On Fri, Oct 10, 2008 at 4:49 PM, Scott Kurz <[EMAIL PROTECTED]> wrote:

> OK, So
>
> On Fri, Oct 10, 2008 at 10:08 AM, Simon Laws <[EMAIL PROTECTED]>wrote:
>
>>
>> Hi Scott
>>
>> Can you say a little more about what the implications for pooling
>> stateless instances would be, for example,
>>
>> 1st call - Create object
>>    @Reference injected
>>    @Init run
>>
>> 1st Operation execution ends
>>    @Destory called
>>    Reset any conversational/callback state help in the components
>> references
>>    object put in pool
>>
>> 2nd call - Retrieve object from pool
>>    @Init called
>>
>> 2nd Operation execution ends
>>    @Destory called
>>    Reset any conversational/callback state help in the components
>> references
>>    object put in pool
>>
>> Is that the sort of thing you were thinking of in order to remove the
>> injection overhead?
>>
>>
> Simon, yes, unlike, say ejbCreate() for a SLSB, the @Init is supposed to
> get called every time for a stateless invocation
>
> So let's look at conversational state, which is the type of concern I was
> hoping to get to.    I'm pretty ignorant of what this looks like at a low
> level.   At a high level, though,  a new conversation is supposed to begin
> every time a conversational-interfaced-reference is injected into the client
> component.
>
> So, my naive take on this would be that this isn't all that useful when the
> client component is stateless, since you don't know when the container is
> going to give you a new stateless instance (with an
> already-started-conversation) or an existing one.
>
> So if you need better control over starting a conversation from a stateless
> component, you need to get your conversational reference programmatically.
>
> I suppose you could read into the specs the idea that they intended the
> references to be injected at the start of the scope..... there is this
> (which I don't believe helps):
>
> Java C&I - 1.2.2.1
>
> 192 If @Reference marks a public or protected field, the SCA runtime is
> required to provide the appropriate
> 193 implementation of the service reference contract as specified by the
> field type. This must done by setting
> 194 the field on an implementation instance. When injection occurs is
> defined by the scope of the
> 195 implementation.
>
> I don't think it helps since I don't see that the specs define this with
> respect to the Java impl scopes.
>
> So... given that my model is, we don't really consider this is a smart use
> case and we leave the conversation dangling in such a case... do we still
> have anything to worry about for conversations?
>
> Scott
>

Hi

If you did read into the specs that injection was intended to happen at the
start of each scope, i.e. in this case when an object is retrieved from the
pool, wouldn't that kill the performance improvement you are looking to
achieve?

Not sure I understand the last sentence.

So... given that my model is, we don't really consider this is a smart use
case and we leave the conversation dangling in such a case... do we still
have anything to worry about for conversations?

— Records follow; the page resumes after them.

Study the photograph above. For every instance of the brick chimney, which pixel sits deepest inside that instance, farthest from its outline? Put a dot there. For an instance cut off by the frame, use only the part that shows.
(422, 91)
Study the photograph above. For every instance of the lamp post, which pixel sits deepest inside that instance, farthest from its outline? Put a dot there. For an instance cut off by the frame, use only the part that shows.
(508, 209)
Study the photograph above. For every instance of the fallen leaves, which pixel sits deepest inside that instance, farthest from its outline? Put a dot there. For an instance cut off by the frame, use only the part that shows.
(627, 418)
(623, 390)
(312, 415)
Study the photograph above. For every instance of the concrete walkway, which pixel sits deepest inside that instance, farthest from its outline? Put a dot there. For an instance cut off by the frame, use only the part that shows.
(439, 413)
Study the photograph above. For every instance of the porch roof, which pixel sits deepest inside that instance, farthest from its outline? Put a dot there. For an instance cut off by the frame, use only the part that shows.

If you don't clean up the conversation object then when you call through the
reference of a previously pooled component instance you will likely be
continuing a conversation that is already started. There is state referenced
behind the reference proxy and also in the conversation manager about onging
conversations. This state is removed when a component instance is removed
and we'd have to work out how to do the same if we were to pool stateful
instances. This is of course in the case where the business logic doesn't
end the conversation properly itself.